I Have Nothing dialoga com muitas músicas que já fiz. Ela dialoga diretamente com The House that We Built, que vai ser lançada em agosto, e com Expectations, por conta do tema do amor, dialoga com Hotel California, por ser um cover, mas acho que, mais do que tudo, ela abre portas. Desde que fiquei sozinho na Trieb, decidi fazer com o projeto o que eu quisesse. Montaigne disse que seu objetivo ao escrever os Ensaios era fazer com que seus amigos se lembrassem de como era conversar com ele, tê-lo em suas presenças. Eu não sou um bom conversador, mas eu acho que meu gosto fala (não sei se bem ou mal kkk) por mim, então é isso que eu pretendo com a música, além de expandir as fronteiras da Trieb. Apesar de existirem outras músicas ecléticas no álbum, é com o cover que, creio, trago mais minha personalidade à presença daqueles que me ouvem.
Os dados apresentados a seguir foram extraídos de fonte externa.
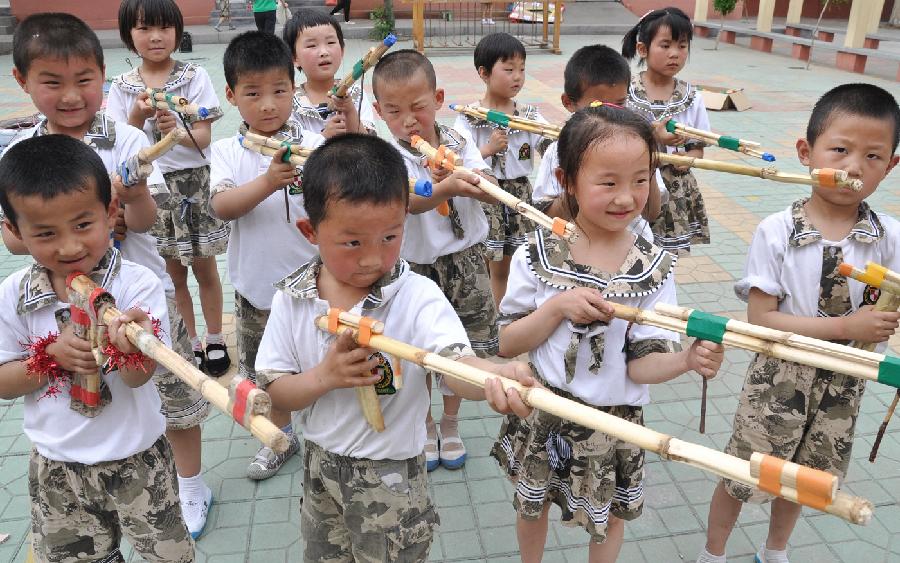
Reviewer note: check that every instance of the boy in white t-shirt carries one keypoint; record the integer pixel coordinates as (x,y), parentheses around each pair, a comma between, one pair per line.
(91,479)
(59,63)
(797,413)
(447,249)
(365,493)
(262,198)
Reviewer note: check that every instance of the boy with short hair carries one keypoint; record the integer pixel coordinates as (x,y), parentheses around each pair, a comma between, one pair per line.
(792,283)
(59,63)
(500,63)
(595,73)
(91,479)
(262,198)
(450,249)
(366,497)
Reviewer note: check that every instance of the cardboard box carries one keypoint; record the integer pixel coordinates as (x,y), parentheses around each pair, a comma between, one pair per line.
(719,99)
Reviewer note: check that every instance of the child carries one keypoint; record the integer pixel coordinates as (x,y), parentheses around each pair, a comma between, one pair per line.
(317,45)
(448,250)
(662,39)
(59,62)
(91,479)
(186,235)
(500,63)
(366,497)
(555,310)
(595,73)
(251,191)
(794,412)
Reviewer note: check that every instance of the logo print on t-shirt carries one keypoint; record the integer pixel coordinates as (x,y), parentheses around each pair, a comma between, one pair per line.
(385,385)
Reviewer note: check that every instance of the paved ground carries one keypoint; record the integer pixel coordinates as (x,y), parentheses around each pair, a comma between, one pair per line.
(259,521)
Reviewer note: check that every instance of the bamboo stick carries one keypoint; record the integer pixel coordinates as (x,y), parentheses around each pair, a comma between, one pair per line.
(149,345)
(812,482)
(368,60)
(825,177)
(165,100)
(547,130)
(555,225)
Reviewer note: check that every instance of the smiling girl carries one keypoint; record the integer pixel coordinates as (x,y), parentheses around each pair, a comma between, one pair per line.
(662,40)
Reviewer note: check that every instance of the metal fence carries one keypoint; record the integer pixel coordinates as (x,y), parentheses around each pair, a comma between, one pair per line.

I Have Nothing, para além de me levar para um lugar muito bom, também me lembra diversos filmes. Já falei dos Batman do Tim Burton, mas marcante dessa época também é o Don Juan DeMarco, com Johnny Depp e Marlon Brando. Esse filme é uma revisão absoluta da história, que é recontada como uma possível ilusão de um paciente psiquiátrico, mas, mesmo assim, doce, diferente do caráter perverso do Don Juan original. A forma como Don Juan aqui, mais do que conquistar, se deixa ser conquistado e acaba, com isso, ensinando ao seu psiquiatra o amor, me lembra uma referência de Agamben em Estâncias à noção de poesia como um possuir sem nunca conhecer e da filosofia como um conhecer sem nunca possuir. Isso é curioso porque a palavra latina studio significa paixão romântica. De qualquer forma, esse filme é uma estância na qual os amantes podem se encontrar, um locus amoenus como o comentado por Agamben ao fim de seu O Aberto.